This project was submitted by third parties in the frame of a competition as part of the Future in the Alps Project in 2005 and has not been updated since. Responsibility for the contents rests with the persons indicated on the form.

Topics
Region Liechtenstein / li (Liechtenstein)

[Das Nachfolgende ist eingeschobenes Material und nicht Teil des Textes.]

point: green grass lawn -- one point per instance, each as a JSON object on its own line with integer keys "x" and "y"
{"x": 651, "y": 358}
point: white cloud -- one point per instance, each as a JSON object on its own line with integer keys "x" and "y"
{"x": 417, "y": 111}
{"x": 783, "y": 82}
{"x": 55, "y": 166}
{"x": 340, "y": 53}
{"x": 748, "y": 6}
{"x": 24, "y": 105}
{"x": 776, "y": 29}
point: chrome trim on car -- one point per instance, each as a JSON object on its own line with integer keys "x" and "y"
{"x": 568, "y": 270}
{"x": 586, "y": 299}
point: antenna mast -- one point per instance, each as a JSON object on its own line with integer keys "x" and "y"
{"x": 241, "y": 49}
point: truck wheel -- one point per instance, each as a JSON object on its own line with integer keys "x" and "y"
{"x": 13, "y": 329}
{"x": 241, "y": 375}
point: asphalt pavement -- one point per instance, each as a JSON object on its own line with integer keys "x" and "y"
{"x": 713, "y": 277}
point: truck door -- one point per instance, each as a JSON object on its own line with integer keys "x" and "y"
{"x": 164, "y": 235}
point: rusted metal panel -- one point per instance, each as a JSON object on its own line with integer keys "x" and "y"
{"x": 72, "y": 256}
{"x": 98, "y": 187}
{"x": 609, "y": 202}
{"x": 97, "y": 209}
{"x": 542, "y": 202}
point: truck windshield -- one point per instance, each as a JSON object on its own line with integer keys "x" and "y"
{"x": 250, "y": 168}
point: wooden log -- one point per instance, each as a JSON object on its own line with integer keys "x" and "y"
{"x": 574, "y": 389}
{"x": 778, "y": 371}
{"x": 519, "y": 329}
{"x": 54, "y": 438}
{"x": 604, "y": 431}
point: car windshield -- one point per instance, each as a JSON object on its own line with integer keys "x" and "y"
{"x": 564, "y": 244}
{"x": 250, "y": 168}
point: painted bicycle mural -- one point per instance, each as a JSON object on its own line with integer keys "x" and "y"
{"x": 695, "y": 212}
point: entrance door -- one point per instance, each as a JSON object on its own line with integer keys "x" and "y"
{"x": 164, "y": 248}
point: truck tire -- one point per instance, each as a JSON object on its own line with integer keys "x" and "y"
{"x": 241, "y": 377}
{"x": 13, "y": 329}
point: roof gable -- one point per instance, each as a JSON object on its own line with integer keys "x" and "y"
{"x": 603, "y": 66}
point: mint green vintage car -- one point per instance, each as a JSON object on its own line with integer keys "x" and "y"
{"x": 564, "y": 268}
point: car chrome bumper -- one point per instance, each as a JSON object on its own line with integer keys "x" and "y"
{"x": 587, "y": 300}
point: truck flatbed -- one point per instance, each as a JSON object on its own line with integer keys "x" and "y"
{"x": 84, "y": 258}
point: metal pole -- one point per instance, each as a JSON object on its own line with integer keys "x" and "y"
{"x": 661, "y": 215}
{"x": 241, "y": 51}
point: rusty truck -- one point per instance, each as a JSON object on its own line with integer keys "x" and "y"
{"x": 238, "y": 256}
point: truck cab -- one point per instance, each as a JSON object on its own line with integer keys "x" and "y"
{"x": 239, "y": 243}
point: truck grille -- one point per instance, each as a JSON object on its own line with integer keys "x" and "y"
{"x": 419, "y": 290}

Term 1999-01-01 - 2007-01-01
  • Mobility

Short description
Erkenntnis bei der Zertifizierung nach ISO 14001 in 1998: Bei 65% der Arbeitswege per Auto wird etwa 50% des totalen Firmen-Energieverbrauchs durch Arbeitswege verursacht. Durch Mobilitätsmanagement konnten wir den Anteil der Arbeitswege per Auto im Jahresdurchschnitt auf etwa 45% senken. Entsprechend sanken Energieverbrauch und CO2-Ausstoss auf etwa 1/3 des Firmentotals. Unser Ergebnis: Mobilitätsbedürfnissen gerecht werden und unsere Verantwortung gegenüber Umwelt und Gesellschaft wahrnehmen.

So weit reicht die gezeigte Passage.